Put simply, you’d be an irresponsible fiduciary to adopt a conservation
easement on your land.

On the other hand, it is not uncommon for an owner to choose to do so.

Why?

They have a long-term perspective on their role in the community. They know
they at most use the land during their lifetime, and they want to preserve
its place in the “commons” that surround us.

The move to The Plains has been a journey from ME to WE, from the ego-sphere
of Hollywood to the community grain silo, the volunteer fire department and
a wave of the hand to and from the neighbors who share this valley. I can’t
remember my neighbors in Los Angeles; already I cannot forget those who
share this place between the mountains.

So I guess I get the Creative Commons. Or I hope to. Or there is hope that I
might, and that some of it may rub off on our son. And as I write this, as
the fading twilight of The Plains reflects off the pond, Creative Commons
makes sense. These songs, like this land, are ours for a time, and there
comes a time we should pass them on to the community.

The Creative Commons story has many altruistic and pragmatic readings. Jim’s story above adds one of the former. In the same thread Lucas Gonze adds an insightful rendition of the latter:

My own perspective on CC is that it doesn’t matter whether licenses declare that files are redistributable or anything else in particular. What matters is that there is legal metadata.
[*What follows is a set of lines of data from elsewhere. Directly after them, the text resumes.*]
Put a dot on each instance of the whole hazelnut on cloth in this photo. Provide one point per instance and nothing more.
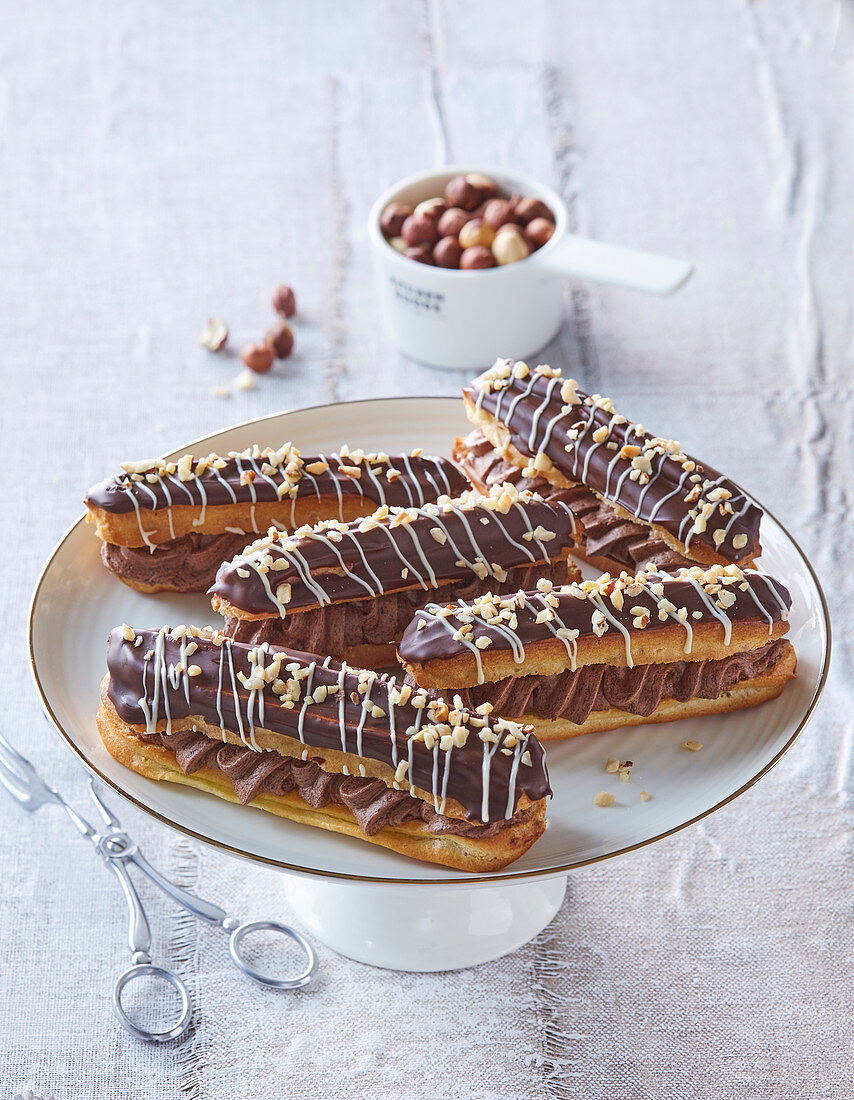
(477, 257)
(475, 232)
(460, 193)
(447, 252)
(281, 340)
(420, 252)
(538, 231)
(419, 229)
(431, 208)
(393, 217)
(486, 187)
(528, 209)
(510, 245)
(215, 334)
(284, 303)
(258, 358)
(451, 221)
(497, 212)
A big part of the current impasse is caused by the need to automate clearances. We need to be able to write programs which look up rights, or at the least have a computer assisted method for looking them up by hand.

About the plains, conservationism and altruism, I personally don’t see open media (or code) that way. Making your media more open gives you certain practical benefits, and if it isn’t the selfish thing to do then you shouldn’t do it.

Either, or, neither? Make up your own story. Keep those ideas around for the next contest. (None planned at the moment!)

Text by Jim Griffin and Lucas Gonze above copied from pho-list postings with permission.